Unlike resurrected Granny Flats, the city considers this item to be an "accessory" structure, or at least according to the permit dated December of 2014. It cannot to be considered a true "2nd unit," or Granny Flat. Or so they are saying now. As such, it cannot have a kitchen and cannot be lived in on a permanent basis, although guests can stay there temporarily. It also cannot be rented.
Here I sense a disconnect. I am not certain how anyone could have gotten from the Granny Flat idea to this McGranny. How could the construction of so large a building be allowed by City Hall, yet nothing much can be done with it? If there is to be no kitchen, and nobody can rent the place, what is its purpose? Maybe it is to be clubhouse for some rather privileged youngsters? Complete with an elevator?
Because the permit was pulled in December of 2014, the new rules that were passed by the Planning Commission in June of 2015 do not apply here. Under the new rules, plans for a two story item such as this would need to be submitted to the city for a Conditional Use Permit (CUP), and the neighbors would have been notified.

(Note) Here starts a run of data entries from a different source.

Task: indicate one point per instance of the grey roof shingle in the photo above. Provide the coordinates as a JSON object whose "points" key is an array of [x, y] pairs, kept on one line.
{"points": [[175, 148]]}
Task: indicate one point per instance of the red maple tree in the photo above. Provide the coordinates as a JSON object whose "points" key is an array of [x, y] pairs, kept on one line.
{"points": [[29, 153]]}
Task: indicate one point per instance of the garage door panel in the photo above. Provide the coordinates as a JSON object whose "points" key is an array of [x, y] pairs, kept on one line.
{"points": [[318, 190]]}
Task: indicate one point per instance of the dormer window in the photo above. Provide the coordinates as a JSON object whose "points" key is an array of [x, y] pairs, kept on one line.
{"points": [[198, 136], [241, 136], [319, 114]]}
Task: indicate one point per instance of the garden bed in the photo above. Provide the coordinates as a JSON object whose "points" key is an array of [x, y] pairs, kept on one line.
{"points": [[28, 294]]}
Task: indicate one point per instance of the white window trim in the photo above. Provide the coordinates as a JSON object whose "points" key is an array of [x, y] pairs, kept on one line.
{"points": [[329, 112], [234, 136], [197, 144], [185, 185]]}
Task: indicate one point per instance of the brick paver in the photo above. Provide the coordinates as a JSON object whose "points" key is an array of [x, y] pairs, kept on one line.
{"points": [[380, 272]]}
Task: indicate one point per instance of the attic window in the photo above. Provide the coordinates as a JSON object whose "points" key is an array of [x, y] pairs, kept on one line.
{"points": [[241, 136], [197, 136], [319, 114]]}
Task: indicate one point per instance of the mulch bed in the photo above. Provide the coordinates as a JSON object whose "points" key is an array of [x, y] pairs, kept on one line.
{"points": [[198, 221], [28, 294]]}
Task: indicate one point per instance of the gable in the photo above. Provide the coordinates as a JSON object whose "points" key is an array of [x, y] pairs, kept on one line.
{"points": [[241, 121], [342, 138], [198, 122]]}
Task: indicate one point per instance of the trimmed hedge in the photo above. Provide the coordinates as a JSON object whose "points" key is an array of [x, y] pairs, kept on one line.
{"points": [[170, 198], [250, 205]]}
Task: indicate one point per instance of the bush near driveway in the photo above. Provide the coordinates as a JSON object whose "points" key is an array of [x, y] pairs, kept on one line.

Even though none of this apparently applies to the object of today's conversation, our correspondent wanted to address "2nd units," which the Planning Commission will hopefully be taking up at their September 3rd meeting. So here goes.
A few years back a previous City Council changed the rules to allow 2nd units in R-1 zones. As we stated above, they did this as a way of complying with onerous state mandated RHNA requirements for more low income SCAG Housing without having to actually allow for the building of any. They faced a Hobson's Choice between allowing for more multi-unit buildings in the city, or allowing these already existing (though often rather neglected, or just plain funky in the planner sense) 2nd units to be rebuilt, upgraded and brought up to code in the R-1 Zone.
To make it easier to turn these 2nd units into viable living spaces, that City Council relaxed some of the R-1 Zoning requirements in regards to things like set backs. But now, with the rising of this city's first ever McGranny Mansion (as fine an example of good intentions gone wrong as you will ever see), the concern has become whether or not this effectively turns an R-1 Zone meant for single family homes into an R-2 Zone where pretty much anything goes.
That doesn't sound like anything anyone was looking for to me. Regardless of what you call that bizarre structure, it should not have been allowed under any rules, new or old.
Usually backyards run together. Now the neighbors of this LULU have a massive 2-story structure looming over their properties. Leticia Cardoso believes that under the wording of the new rules a CUP would apply to any 2nd story, whether it's for an "accessory" structure or a "2nd unit." Though, we must add, she wasn't absolutely sure about any of this, and intended to bring it up with the City Attorney.
It is also hoped that new floor area limits would also apply, although I'm not absolutely sure about that, either. Like I said, there are mysteries here.
Maybe this McGranny was just one of those Danny Castro "over the counter specials." You know, like the Carbuncle Castles at 319 and 321 Camillo Road? If there aren't any specific rules against approving construction, you just pass 'em through, right?
You have to wonder if there are any other surprises out there, just waiting to get built.
It might be a good idea to show up at that Planning Commission meeting at 7:00 on September 3rd. There is a lot that needs to be discussed.